Exchange program. This is pretty nifty: The Scholar Rescue Fund.
Ahmed Subhy Mansour was a scholar at Cairo's venerated Al-Azhar University. He studied the history of dictatorship in Islam and the place of death and paradise in the Koran. But some aspect of his research did not go over well with the authorities, and in 1987 he was fired from his position and jailed for two months. Since then he has searched for a place to continue his work and his life, particularly after a number of newspapers accused him of upholding Zionism, a crime punishable by death in Egypt. After 15 years of wandering, last year he finally found a new home — as a research fellow at Harvard University.

The match was made through the Scholar Rescue Fund, started two years ago by the Institute of International Education. Since it was created, the rescue fund has enabled Mansour and 44 other scholars to escape persecution in their home countries, and — just as importantly for many of them — to continue their scholarly work with a position at an American university. At Harvard, for example, Mansour has pushed ahead with the creation of a center for studying and reforming the Wahabi influence on Islamic institutions in America.

. . . During the 1930s and 1940s, the institute's Emergency Committee in Aid of Displaced Foreign Scholars helped bring more than 330 scholars, most of them Jewish, from Nazi Germany to the United States, including such luminaries as philosopher Martin Buber, physicist Enrico Fermi and novelist Thomas Mann.
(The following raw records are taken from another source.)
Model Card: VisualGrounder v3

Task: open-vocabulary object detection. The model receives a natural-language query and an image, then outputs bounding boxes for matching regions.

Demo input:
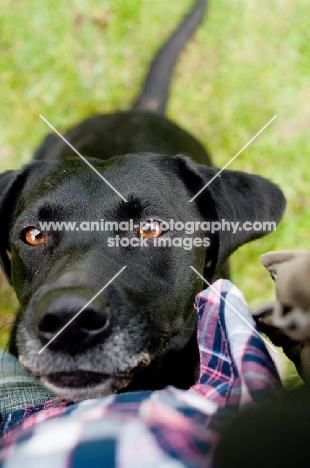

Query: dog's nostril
[79,308,109,333]
[39,314,61,333]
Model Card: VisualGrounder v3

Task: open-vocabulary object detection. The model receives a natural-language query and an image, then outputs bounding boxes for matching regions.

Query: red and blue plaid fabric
[0,280,282,468]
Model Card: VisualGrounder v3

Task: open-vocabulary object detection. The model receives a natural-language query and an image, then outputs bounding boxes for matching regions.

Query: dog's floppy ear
[0,167,33,283]
[172,156,286,268]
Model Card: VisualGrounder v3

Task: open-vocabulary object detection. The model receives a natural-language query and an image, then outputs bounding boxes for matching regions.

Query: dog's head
[0,154,285,400]
[253,250,310,382]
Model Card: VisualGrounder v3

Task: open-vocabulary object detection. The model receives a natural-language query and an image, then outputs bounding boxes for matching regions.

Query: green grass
[0,0,310,384]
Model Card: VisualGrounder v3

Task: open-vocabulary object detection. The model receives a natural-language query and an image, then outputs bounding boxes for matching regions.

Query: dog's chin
[41,372,132,402]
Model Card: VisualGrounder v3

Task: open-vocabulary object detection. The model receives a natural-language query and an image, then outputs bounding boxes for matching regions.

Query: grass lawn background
[0,0,310,382]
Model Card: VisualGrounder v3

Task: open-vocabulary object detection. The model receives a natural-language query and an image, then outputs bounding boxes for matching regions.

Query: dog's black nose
[36,290,110,353]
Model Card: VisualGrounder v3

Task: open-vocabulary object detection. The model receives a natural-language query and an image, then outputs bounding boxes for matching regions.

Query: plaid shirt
[0,280,281,468]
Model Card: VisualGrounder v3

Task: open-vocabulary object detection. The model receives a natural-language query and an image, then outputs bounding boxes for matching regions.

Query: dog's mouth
[41,371,132,401]
[45,371,122,388]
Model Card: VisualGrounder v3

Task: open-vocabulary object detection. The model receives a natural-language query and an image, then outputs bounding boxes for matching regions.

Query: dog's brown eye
[138,221,163,239]
[23,226,45,245]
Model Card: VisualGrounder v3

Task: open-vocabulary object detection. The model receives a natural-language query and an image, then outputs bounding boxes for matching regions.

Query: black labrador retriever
[0,0,285,401]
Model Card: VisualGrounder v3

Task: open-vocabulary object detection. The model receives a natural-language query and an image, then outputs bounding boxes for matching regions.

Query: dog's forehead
[20,154,191,215]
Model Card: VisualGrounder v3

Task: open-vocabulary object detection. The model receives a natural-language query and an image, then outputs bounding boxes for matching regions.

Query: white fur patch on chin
[40,377,131,402]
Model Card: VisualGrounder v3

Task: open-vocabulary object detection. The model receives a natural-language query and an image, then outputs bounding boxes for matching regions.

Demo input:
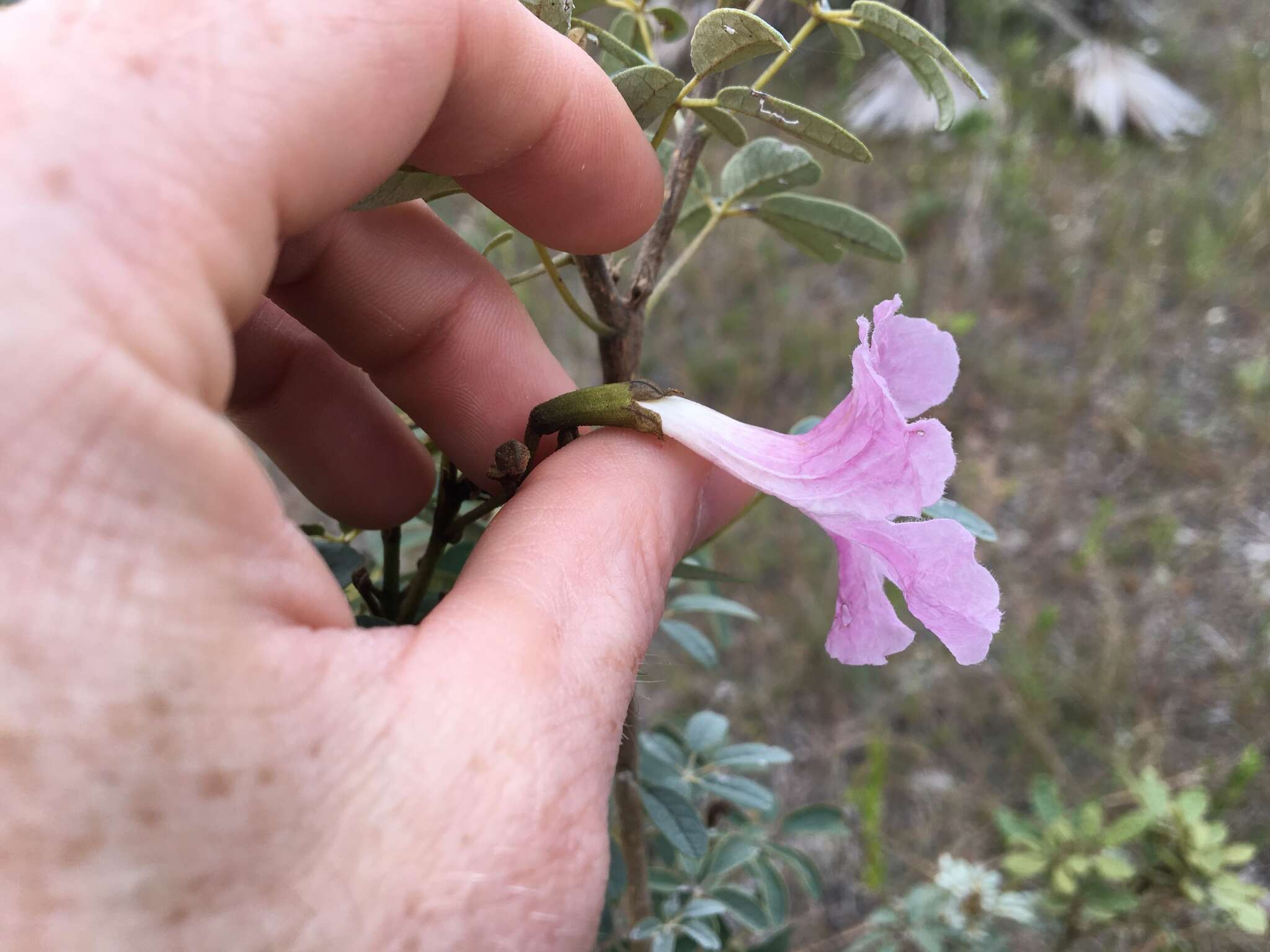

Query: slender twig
[380,526,401,618]
[653,76,701,149]
[626,84,716,307]
[644,203,726,311]
[507,254,574,286]
[396,459,471,625]
[635,11,657,63]
[446,493,512,544]
[752,17,820,89]
[533,241,613,338]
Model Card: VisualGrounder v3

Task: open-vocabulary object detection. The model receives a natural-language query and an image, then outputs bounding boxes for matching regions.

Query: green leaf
[610,63,683,126]
[665,591,760,622]
[630,915,662,942]
[1103,810,1153,847]
[691,6,790,76]
[683,711,728,754]
[647,6,688,43]
[888,37,956,132]
[1001,850,1049,879]
[349,165,464,212]
[710,886,767,932]
[706,832,758,878]
[1077,800,1103,839]
[922,499,997,542]
[480,229,515,258]
[605,837,626,902]
[680,899,728,919]
[696,773,776,813]
[781,803,851,837]
[1093,852,1134,882]
[670,562,745,583]
[574,12,647,66]
[1029,774,1063,825]
[763,843,824,901]
[310,538,366,588]
[1222,843,1258,866]
[680,919,722,950]
[521,0,573,33]
[639,731,688,768]
[1173,787,1208,824]
[752,194,904,264]
[688,105,749,146]
[657,618,719,668]
[639,785,710,858]
[715,86,873,162]
[829,23,865,60]
[745,925,794,952]
[710,744,794,770]
[749,857,790,925]
[353,614,396,628]
[720,136,820,202]
[608,10,649,62]
[992,806,1040,844]
[851,0,988,99]
[1134,767,1168,818]
[789,416,824,437]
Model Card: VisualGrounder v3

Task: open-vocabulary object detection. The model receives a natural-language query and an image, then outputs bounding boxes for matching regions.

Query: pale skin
[0,0,743,952]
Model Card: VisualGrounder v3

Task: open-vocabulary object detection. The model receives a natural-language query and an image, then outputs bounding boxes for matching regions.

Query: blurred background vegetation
[472,0,1270,950]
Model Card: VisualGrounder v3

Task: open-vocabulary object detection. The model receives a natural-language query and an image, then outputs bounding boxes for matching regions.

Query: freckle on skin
[61,830,105,866]
[45,165,71,201]
[123,53,155,79]
[198,770,234,800]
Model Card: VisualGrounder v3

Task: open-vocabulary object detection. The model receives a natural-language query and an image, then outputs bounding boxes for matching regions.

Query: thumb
[423,429,750,710]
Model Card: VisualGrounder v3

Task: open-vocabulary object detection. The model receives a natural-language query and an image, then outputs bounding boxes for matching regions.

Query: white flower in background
[1055,39,1213,142]
[847,50,1005,136]
[935,853,1036,938]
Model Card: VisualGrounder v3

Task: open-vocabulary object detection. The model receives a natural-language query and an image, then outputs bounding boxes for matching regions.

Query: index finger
[0,0,660,332]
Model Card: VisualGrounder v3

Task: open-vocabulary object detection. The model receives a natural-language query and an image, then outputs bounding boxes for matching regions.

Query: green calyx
[525,379,682,458]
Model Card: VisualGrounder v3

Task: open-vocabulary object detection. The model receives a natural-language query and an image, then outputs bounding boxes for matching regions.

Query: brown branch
[574,77,717,952]
[626,82,717,313]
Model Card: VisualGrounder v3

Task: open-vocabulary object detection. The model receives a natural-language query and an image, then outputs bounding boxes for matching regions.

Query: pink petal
[644,360,956,522]
[871,294,960,418]
[824,538,913,664]
[829,519,1001,664]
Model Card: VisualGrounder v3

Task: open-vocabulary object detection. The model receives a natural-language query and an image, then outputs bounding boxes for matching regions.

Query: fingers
[7,0,660,348]
[270,203,573,480]
[418,430,730,716]
[229,301,434,529]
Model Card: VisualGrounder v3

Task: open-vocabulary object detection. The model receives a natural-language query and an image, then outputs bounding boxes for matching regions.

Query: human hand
[0,0,735,952]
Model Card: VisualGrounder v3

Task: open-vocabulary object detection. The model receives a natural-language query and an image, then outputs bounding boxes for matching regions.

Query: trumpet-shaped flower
[644,296,1001,664]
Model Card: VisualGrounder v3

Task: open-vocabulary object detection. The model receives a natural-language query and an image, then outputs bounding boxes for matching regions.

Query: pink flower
[644,296,1001,664]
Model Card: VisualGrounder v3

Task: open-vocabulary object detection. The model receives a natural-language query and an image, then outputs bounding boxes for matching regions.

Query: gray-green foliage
[719,137,822,202]
[692,7,790,76]
[997,768,1266,935]
[715,86,873,162]
[350,165,464,212]
[602,711,848,952]
[752,194,904,263]
[521,0,573,33]
[611,63,683,126]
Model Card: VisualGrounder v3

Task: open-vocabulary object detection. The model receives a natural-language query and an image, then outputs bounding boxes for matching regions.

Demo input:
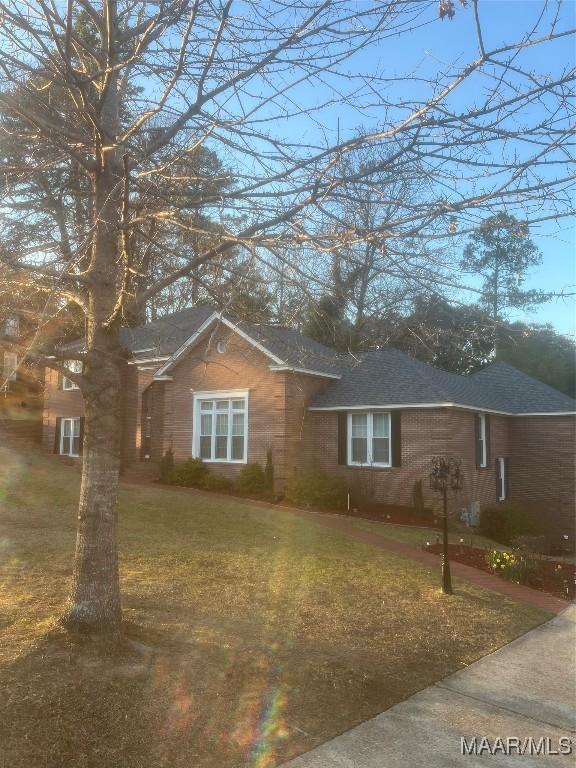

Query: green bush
[478,502,544,544]
[203,474,232,493]
[486,549,534,584]
[286,472,347,509]
[170,459,208,488]
[160,448,174,483]
[236,464,267,495]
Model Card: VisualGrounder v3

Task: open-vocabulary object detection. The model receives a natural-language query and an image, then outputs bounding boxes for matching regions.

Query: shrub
[264,448,274,491]
[170,459,208,488]
[236,464,267,494]
[478,502,543,544]
[286,472,347,509]
[160,448,174,483]
[486,549,534,584]
[203,473,232,493]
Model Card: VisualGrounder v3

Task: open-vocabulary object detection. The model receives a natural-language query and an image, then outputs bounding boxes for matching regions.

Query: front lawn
[0,449,548,768]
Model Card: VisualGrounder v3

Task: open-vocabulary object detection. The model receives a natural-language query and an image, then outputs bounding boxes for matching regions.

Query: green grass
[0,449,548,768]
[340,517,510,550]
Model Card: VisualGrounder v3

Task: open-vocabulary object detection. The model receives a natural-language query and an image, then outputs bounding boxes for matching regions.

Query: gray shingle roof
[120,304,214,357]
[311,349,576,413]
[238,322,342,376]
[122,305,576,413]
[470,362,576,413]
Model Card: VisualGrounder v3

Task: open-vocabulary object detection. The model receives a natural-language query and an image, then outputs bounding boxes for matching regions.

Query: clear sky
[266,0,576,335]
[376,0,576,335]
[404,0,576,335]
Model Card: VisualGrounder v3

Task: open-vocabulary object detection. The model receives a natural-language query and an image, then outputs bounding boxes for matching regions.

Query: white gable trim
[308,403,576,417]
[154,312,284,379]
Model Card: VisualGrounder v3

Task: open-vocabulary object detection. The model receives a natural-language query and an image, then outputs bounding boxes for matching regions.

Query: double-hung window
[348,411,392,467]
[62,360,82,389]
[192,391,248,463]
[60,418,80,456]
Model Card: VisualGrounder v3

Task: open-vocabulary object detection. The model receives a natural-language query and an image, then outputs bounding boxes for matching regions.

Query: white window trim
[60,416,80,459]
[478,413,488,469]
[496,456,506,501]
[346,411,392,468]
[192,389,249,464]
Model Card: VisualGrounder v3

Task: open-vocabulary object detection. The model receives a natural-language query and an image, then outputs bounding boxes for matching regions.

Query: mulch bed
[423,544,576,600]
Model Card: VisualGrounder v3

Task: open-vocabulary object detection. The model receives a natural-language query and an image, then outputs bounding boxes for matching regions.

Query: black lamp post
[430,456,462,595]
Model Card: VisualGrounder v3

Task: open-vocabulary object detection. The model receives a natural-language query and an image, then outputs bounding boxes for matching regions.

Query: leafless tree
[0,0,573,634]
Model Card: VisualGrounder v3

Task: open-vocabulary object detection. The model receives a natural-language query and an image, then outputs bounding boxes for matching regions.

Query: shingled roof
[311,349,576,414]
[122,305,576,414]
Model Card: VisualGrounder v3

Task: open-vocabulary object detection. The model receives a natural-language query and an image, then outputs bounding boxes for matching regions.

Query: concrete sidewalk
[282,605,576,768]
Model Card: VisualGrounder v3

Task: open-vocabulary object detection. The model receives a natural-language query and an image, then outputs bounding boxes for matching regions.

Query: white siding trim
[308,403,576,417]
[154,312,285,379]
[192,389,250,464]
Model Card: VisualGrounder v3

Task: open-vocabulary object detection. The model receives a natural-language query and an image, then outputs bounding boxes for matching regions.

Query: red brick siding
[42,368,84,452]
[163,329,286,483]
[304,408,508,508]
[510,416,576,534]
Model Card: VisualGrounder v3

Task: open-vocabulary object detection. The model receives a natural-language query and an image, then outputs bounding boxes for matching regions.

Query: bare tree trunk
[62,333,122,636]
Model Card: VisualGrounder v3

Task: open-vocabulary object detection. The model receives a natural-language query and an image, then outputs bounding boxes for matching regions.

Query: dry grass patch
[0,450,547,768]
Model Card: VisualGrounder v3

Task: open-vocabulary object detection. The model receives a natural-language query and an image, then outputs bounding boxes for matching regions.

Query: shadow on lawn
[0,626,310,768]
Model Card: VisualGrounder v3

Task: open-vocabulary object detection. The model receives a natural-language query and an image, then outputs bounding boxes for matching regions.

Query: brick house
[43,306,576,530]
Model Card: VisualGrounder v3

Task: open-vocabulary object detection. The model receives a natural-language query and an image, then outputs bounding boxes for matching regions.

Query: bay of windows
[193,395,248,463]
[348,412,392,467]
[60,418,80,456]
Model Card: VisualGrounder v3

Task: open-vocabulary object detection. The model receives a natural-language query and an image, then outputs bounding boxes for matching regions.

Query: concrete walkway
[281,606,576,768]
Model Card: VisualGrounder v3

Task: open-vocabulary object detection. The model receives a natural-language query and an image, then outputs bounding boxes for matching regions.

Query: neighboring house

Descendents of several of those earlier scholars, along with families of other Jewish refugees, gathered recently at the Park Avenue apartment of Jewish philanthropist Patti Kenner to raise money to help revive the rescue program. . . .
Charles notes the latest bit of America-hating at the easily mocked DU. I suggest an exchange program; if the DUmmies really hate it here, they can move to Iran and Pakistan, and threatened scholars can come here.